Loan to funding ratio declined to 50.8 per cent in 2021 from 54.2 per cent on the back of the increase in funding base. 

As assets quality remained stable despite macro pressures, the group Non-Performing loans (NPL) ratio stood at four per cent in 2021 4.3 per cent.

Basel 2 Capital Adequacy Ratio (CAR) stood at 24.5 per cent in 2021 from 19.6 per cent in 2020, remaining well above the regulatory minimum of 15 per cent.
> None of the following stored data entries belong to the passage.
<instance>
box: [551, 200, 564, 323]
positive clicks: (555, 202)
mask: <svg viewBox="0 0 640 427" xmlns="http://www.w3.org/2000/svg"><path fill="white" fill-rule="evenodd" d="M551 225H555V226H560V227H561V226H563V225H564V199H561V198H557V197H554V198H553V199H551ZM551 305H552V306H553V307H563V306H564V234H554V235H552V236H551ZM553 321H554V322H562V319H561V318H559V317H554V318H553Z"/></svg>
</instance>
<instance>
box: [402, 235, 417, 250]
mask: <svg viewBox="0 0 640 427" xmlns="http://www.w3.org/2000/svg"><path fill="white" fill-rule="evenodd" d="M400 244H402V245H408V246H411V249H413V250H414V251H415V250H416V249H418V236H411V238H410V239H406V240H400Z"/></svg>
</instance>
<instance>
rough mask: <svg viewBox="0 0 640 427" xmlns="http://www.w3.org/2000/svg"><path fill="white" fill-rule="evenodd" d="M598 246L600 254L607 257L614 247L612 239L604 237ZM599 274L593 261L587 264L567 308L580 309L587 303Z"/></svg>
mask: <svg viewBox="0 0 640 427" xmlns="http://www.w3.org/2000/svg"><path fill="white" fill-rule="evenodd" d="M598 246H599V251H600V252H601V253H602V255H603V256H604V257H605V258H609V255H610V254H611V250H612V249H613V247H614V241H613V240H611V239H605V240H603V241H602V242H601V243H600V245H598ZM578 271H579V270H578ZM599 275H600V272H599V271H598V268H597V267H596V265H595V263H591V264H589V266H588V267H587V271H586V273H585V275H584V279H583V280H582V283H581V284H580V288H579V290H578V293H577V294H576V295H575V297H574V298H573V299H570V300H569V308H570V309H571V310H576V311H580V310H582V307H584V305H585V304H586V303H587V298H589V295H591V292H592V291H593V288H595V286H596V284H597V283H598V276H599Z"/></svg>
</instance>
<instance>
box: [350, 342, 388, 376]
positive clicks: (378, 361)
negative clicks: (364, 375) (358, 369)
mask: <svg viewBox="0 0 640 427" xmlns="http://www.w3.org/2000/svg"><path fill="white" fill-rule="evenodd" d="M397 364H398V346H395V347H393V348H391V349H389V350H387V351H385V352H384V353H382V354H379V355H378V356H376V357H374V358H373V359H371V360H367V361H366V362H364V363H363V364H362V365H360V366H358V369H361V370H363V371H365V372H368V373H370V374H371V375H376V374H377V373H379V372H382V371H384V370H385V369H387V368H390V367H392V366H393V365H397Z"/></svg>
Liquidity ratio in the period stood at 51 per cent from 46 per cent, and it remained well in excess of the regulatory minimum. 

Disciplined implementation of strategy

The Group Managing Director, Access Bank, Mr. Herbert Wigwe in a statement said: “2022 is pivotal for our franchise, as we conclude our 2018-2022 corporate strategic plan. 

“In the year, we will focus on a disciplined implementation of our strategy to drive efficiency and operational excellence across all segments, expand revenue and increase profitability, with enhanced focus on risk management practices and a disciplined cost containment structure.

“As we go into our next 5-year strategy cycle, we are realigning the franchise for growth, by transitioning into a Holding Company (HoldCo). 

“This will enable us to unlock and capture available non-banking opportunities in the market, that would lead to the diversification of our earnings, drive efficiency, and grow scale while maintaining our moderate risk management approach.

“Having met regulatory requirements and obtained the Court Sanction, we expect the HoldCo to become operational in the first half (H1) of 2022. This will lead to the delisting of Access Bank Plc’s shares on the Nigerian Exchange (NGX) and listing of Access HoldCo shares.”

However, analysts at Cordros research stated that the bank’s increasingly strong financial performance and the corresponding increase in payout to shareholders lend credence to our positive outlook on the bank. 

“We envisage positive price reactions in the short to medium term. The bank is also one of the fastest-growing banks nationwide, with an increasing footprint across Africa. This, coupled with the strong execution of its digitization and retail-led strategy in the Nigerian market informs our view of a positive growth trajectory.”